Ellen Cornett: Rabbit Ears. Carbon pencil
Ellen often researches the background on mainstream fairytales and childhood myths and songs, and that’s how she came up with the next work of art. It started when she couldn’t get the “Pop Goes the Weasel” song out of her head (I didn’t ask how that happened), including these lyrics (if you click on them you can listen to the song on YouTube—this is a full-service blog):
All around the mulberry bush,
The monkey chased the weasel
So she looked into those lyrics and came on an early-20th-century version featuring a possum chasing the weasel around a chicken coop. In her warped rendering, she put both the possum and the weasel in wheeled vehicles being pulled by other poor little animals. Like I said, her art is complex. Here you go:
Ellen Cornett: Possum Chases the Weasel. Carbon pencil.
The work below is titled “The Fourth Pig,” inspired by short story with that title, which is also the title of the big the story is in—a 1936 collection of fractured fairy tales by Naomi Mitchison. So, you be the judge: Is the fourth pig that Ellen inserted a wild boar? I haven’t read that story, but it’s gotta be. But look at his sweet face! Aww.
Ellen Cornett: The Fourth Pig. Carbon pencil.
This next one is just so whimsical and cute and sweet—we have a frog on a swing scaffold, appliquéing spots on a giraffe.
Ellen Cornett: Giraffe and Frog. Carbon pencil
Ellen created a series portraying three blind mice, and I have to say I find these just creepy. Or maybe gruesome is the word. I know the song clearly states that the farmer’s wife cut off their tails with a carving knife, but I never really had that image in my head before. And then, the first cut-off tail is repaired with a safety pin? Second one welded on by a mouse-welder? Thanks, Ellen. The third mouse is having his tail sewn on, not quite as barbaric. Ellen has given it the subtitle “Another sewing project.”
Next we have the cutest little raccoon I’ve ever seen. He’s at a birthday party, and the frog balloon has gotten loose and is floating away.
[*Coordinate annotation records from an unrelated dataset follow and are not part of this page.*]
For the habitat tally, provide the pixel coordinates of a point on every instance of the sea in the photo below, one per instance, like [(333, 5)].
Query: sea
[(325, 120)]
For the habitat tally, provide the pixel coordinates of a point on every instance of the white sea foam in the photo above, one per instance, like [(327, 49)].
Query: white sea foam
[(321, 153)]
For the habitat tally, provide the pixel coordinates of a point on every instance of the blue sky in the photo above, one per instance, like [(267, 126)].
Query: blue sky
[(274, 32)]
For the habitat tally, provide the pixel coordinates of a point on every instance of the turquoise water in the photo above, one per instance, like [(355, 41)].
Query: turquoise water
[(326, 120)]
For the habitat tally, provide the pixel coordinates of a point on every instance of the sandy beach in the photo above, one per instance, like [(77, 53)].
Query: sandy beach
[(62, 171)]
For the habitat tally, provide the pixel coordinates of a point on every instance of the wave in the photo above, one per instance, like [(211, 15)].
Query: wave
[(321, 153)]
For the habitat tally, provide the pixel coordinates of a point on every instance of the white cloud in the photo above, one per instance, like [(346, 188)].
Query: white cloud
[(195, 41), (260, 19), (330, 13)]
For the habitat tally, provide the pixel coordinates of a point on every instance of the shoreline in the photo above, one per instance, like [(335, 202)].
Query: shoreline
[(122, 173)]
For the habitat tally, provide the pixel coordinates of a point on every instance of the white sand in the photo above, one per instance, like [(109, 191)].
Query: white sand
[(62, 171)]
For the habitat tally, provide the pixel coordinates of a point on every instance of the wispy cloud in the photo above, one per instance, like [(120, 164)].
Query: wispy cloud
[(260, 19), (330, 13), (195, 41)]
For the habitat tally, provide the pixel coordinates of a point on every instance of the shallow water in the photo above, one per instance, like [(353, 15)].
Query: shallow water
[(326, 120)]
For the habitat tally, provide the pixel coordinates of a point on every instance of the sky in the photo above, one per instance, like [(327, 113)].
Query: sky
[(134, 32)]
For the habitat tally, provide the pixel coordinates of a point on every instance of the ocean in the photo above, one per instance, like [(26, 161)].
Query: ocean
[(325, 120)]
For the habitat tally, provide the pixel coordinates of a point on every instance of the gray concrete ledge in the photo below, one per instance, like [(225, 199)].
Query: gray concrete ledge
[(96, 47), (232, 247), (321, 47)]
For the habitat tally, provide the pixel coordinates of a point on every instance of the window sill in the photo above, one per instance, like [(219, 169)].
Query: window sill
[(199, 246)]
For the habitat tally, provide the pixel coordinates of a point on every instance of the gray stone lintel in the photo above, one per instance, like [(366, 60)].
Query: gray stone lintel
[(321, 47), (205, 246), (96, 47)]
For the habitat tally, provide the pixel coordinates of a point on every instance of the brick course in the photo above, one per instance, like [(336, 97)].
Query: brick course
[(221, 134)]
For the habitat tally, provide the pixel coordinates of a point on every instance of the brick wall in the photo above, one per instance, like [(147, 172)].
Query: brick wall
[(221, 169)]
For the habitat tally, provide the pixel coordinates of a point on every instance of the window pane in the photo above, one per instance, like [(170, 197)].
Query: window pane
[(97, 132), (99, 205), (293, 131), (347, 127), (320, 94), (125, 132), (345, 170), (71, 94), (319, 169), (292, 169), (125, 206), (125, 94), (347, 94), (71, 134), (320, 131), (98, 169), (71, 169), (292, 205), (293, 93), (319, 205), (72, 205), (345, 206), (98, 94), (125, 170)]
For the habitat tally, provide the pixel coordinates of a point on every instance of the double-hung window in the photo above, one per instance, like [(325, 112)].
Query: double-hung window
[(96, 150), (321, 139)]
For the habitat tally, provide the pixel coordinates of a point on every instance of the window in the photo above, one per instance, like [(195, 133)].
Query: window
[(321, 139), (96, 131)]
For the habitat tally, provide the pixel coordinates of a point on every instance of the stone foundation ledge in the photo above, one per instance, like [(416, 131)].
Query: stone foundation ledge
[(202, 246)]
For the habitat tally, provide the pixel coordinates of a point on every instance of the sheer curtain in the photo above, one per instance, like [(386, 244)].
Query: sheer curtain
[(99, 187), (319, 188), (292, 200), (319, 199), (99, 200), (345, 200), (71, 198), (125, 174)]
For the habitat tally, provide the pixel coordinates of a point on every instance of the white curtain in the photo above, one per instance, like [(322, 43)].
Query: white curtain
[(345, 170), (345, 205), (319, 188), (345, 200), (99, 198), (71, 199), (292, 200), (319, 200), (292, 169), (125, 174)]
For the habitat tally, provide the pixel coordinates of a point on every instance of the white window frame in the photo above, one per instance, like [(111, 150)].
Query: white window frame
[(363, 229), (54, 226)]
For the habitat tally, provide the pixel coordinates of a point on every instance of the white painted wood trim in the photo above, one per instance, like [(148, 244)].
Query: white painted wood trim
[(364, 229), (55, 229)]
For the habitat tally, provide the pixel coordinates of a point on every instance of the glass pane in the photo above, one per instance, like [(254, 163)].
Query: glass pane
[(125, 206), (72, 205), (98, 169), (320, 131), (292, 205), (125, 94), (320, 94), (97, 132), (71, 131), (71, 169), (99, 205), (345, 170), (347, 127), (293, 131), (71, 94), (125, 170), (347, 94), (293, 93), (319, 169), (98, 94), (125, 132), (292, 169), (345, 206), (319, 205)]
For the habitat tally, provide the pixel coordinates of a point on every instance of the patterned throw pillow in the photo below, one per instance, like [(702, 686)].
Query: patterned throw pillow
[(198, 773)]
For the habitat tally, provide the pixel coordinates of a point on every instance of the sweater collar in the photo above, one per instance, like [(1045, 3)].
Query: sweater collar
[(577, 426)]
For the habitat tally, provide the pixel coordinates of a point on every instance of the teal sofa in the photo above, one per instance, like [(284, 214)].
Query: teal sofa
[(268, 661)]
It takes a certain kind of a mind to think of these things.
Ellen Cornett. Birthday Party. Carbon pencil.
Finally, in a metaphor made literal, an unlikely trio of animals are chatting in the foreground, trying to ignore the elephant in the room.
So, there you have a compilation of what our Ellen has been up to this summer.
We’re all eager to get back together in the studio on Wednesdays.
Marian Wiseman
Watercolorist
I just love Ellen’s art AND her humor!